Y esa exclamación, que se le cayera del pecho a un hombre del montón, de dudosa estampa, decidió el asunto. Pero antes de seguir tuvo padre que tirarse de la Mañosa para beber a pico de botella un trago por el triunfo de la causa. Y que dejar también en el cantón de Jima algunas monedas para que aquellos infelices soportaran el frío cortante que se alzaba del río.
Una vez dejado a sus espaldas aquel trozo hostil del camino, los animales fueron amasando lodo denso hasta bien entrada la noche. El nuevo compañero se tiró de su montura tan pronto dejó de oírse el griterío de los acantonados. Iba con los pantalones remangados y alzando la voz a cada dos pasos para arrear la recua y ahuyentar su miedo.
En Jumunucú se detuvo papá en una pulpería. A la escasa luz de la jumiadora había un grupo de campesinos bebidos y discutidores; hedían a tabaco y ron malo. Preguntaron algunas cosas; quisieron saber dónde estaba la revolución. Algunos cabeceaban pegados al mostrador y el pulpero se movía de un lado a otro sin decir palabra. En la frente se le leía este pensamiento: «No pagarán». Padre pidió dulces para nosotros; el grupo le invitaba a beber y no sin trabajo pudo escapar. Ya sobre su mula, comprendió que aquellos desgraciados despedían la vida corriente: esa noche, o al amanecer, tomarían caminos extraviados para unirse a los alzados.
El paso de Jagüey quedaba cerca. Antes de llegar había que cruzar sobre una ceiba gigantesca que estaba atravesada en la ruta. Papá iba observando cómo una hilacha de luna forcejeaba con las nubes; Mero venía tras él y cerraba la recua el desconocido que se les unió antes de cruzar el Jima.
Metiendo estaba la Mañosa sus primeras pezuñas en el agua cuando, inesperadamente, surgieron cuatro o cinco sombras del recodo. No se les distinguía; tan sólo eran sombras a la escasa luz de aquel pedacito de luna. Papá tuvo tiempo de ver que alzaban armas que los desconocidos agitaban a la vez que gritaban atronadores altos. Padre sintió que se le quemaba el corazón. Tiró del revólver, con ánimos malsanos, precisamente al tiempo que una de las sombras se agarraba a la rienda.
—¡Bandidos! —tronó padre.
Entonces uno del grupo gritó:
—¡Ah! ¡Es Pepe, es Pepe!
Papá sentía que se ahogaba, que se asfixiaba.
—¿Eres tú, Cun? —preguntó fuera de sí.
La voz respondió que sí. Le rodearon. Eran amigos de la ciudad, gente honesta y de trabajo a quienes el alzamiento había sorprendido en campo enemigo.
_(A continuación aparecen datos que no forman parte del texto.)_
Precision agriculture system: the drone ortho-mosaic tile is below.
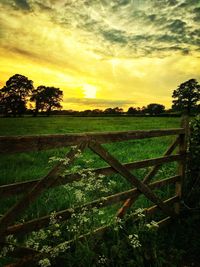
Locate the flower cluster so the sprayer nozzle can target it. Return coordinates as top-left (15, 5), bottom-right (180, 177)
top-left (128, 234), bottom-right (142, 248)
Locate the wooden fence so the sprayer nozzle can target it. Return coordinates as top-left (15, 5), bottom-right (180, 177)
top-left (0, 116), bottom-right (188, 266)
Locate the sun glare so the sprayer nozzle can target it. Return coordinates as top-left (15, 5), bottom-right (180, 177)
top-left (83, 83), bottom-right (97, 98)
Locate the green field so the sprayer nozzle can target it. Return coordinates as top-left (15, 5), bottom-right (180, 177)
top-left (0, 117), bottom-right (180, 218)
top-left (0, 116), bottom-right (184, 266)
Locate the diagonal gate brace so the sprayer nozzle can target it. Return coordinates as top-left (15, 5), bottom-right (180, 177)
top-left (116, 137), bottom-right (180, 218)
top-left (89, 141), bottom-right (176, 217)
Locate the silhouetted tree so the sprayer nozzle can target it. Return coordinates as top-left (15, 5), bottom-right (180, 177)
top-left (127, 107), bottom-right (138, 114)
top-left (30, 85), bottom-right (63, 116)
top-left (146, 103), bottom-right (165, 115)
top-left (0, 74), bottom-right (33, 116)
top-left (172, 79), bottom-right (200, 114)
top-left (104, 107), bottom-right (123, 114)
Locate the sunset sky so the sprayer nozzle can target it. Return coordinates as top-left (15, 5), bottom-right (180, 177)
top-left (0, 0), bottom-right (200, 110)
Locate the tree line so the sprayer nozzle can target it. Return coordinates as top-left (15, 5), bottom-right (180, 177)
top-left (0, 74), bottom-right (200, 117)
top-left (0, 74), bottom-right (63, 117)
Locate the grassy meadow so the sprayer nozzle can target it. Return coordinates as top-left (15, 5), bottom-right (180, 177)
top-left (0, 116), bottom-right (198, 267)
top-left (0, 116), bottom-right (180, 220)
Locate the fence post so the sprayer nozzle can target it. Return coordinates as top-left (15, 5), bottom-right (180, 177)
top-left (175, 115), bottom-right (189, 214)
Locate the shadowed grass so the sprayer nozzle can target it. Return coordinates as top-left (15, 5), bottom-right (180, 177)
top-left (0, 117), bottom-right (180, 224)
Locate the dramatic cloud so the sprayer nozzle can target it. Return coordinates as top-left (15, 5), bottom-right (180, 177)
top-left (0, 0), bottom-right (200, 109)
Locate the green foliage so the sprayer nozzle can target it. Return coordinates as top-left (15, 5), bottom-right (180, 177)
top-left (185, 115), bottom-right (200, 208)
top-left (31, 85), bottom-right (63, 116)
top-left (0, 74), bottom-right (33, 116)
top-left (172, 79), bottom-right (200, 114)
top-left (146, 103), bottom-right (165, 115)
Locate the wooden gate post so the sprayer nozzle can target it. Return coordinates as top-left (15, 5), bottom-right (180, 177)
top-left (175, 115), bottom-right (189, 215)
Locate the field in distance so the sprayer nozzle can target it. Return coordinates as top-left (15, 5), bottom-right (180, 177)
top-left (0, 116), bottom-right (180, 223)
top-left (0, 116), bottom-right (180, 136)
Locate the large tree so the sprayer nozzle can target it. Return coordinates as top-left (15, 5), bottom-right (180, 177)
top-left (172, 79), bottom-right (200, 114)
top-left (31, 85), bottom-right (63, 116)
top-left (0, 74), bottom-right (33, 116)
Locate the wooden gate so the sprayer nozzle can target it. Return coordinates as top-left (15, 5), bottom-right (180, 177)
top-left (0, 116), bottom-right (188, 266)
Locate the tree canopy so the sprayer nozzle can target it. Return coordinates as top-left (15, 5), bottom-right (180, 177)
top-left (30, 85), bottom-right (63, 116)
top-left (172, 79), bottom-right (200, 114)
top-left (0, 74), bottom-right (33, 116)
Todavía recuerdo algunos nombres: Mente, Cun, Ramón.
Ya fuera del río, y mientras lamentaban el error, aquellos amigos pidieron noticias casi implorándolas. Temían a la revuelta; buscaban caminos extraviados, lo mismo que los que tomaban el monte; sólo que ellos lo hacían para huir.
Papá les explicó dónde estaban los cantones y les dijo, además, que era preferible caer en las manos del general Macario. Pero ellos no estaban dispuestos a tal cosa; sabían que era caudillo generoso y valiente; comprendían que no podían escapar a los revolucionarios si tomaban la ruta del Bonao; pero preferían correr el riesgo de encontrar a la gente de Monsito Peña, cabecilla sanguinario y sordo al perdón, porque los cantones de éste dominaban menores distancias.
Padre comprendió que nada los detendría; antonces pensó que el compañero que traía desde Jima podría serles útil.
—Váyanse con este hombre —dijo—. Él les llevará por las lomas de Sierra Prieta; si logran atraversarlas, corten derecho y tomen el rumbo de Maimón. Es el único camino. Pudiera también suceder que ya Macario tenga gente más arriba; pero no importa. De todos modos, insisto en brindarles mi casa…
Pero los amigos no quisieron. Abrazaron a padre y se fueron. El guía se habría negado a acompañarles si aquellos hombres no hubieran tenido armas.
Se fueron. Papá los vio cruzar los escasos hilos del Jagüey y perderse en la curva. Iban como prófugos, dejando atrás sus hogares, caminando por veredas escondidas, con el corazón pendiente de cualquier ruido. Eran honrados y trabajadores. El sangriento fantasma que enloquecía al Cibao les hacía semejantes a bandoleros.
Con el dolor de aquella despedida llegó padre a casa. Y todavía ese dolor le hacía sorda la voz, mientras contaba al viejo Dimas su accidentado viaje.